Hasilnya, terjadi saling peras-memeras bernilai miliaran rupiah. Simak narasinya sambil seruput Koptagul, wak!
Selama ini, setiap kali terdengar kata pemerasan, pertama kali dituding biasanya oknum wartawan, oknum LSM, atau preman pasar.

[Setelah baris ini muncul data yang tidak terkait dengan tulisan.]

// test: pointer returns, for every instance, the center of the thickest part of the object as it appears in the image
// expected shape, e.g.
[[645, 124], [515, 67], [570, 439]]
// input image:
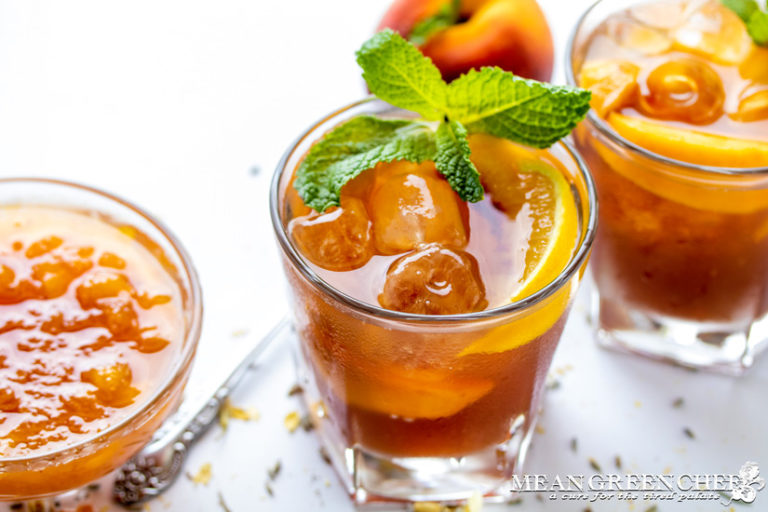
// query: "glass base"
[[724, 348], [373, 479]]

Mereka dicap sebagai pemburu amplop, pemburu proyek, pemburu ketakutan para pejabat. Stigma itu begitu lama dipelihara hingga seolah menjadi wajah utama praktik pemerasan di negeri ini.
Namun kasus yang menyeret oknum KPK dan Bupati Pemalang justru menghadirkan ironi jauh lebih menyakitkan. Dugaan peras-memeras ternyata bisa lahir dari lingkaran kekuasaan yang seharusnya menjadi benteng terakhir pemberantasan korupsi.
Ini bukan lagi cerita tentang preman jalanan, melainkan tentang penyalahgunaan kewenangan jauh lebih mengerikan.
KPK selama ini dibangun dengan keringat, darah, dan harapan rakyat. Lembaga ini dipercaya sebagai rumah terakhir ketika polisi, jaksa, atau hakim kehilangan kepercayaan publik akibat ulah oknum. Namun kepercayaan adalah barang sangat mahal. Sekali retak, tidak ada konferensi pers mampu merekatkannya kembali.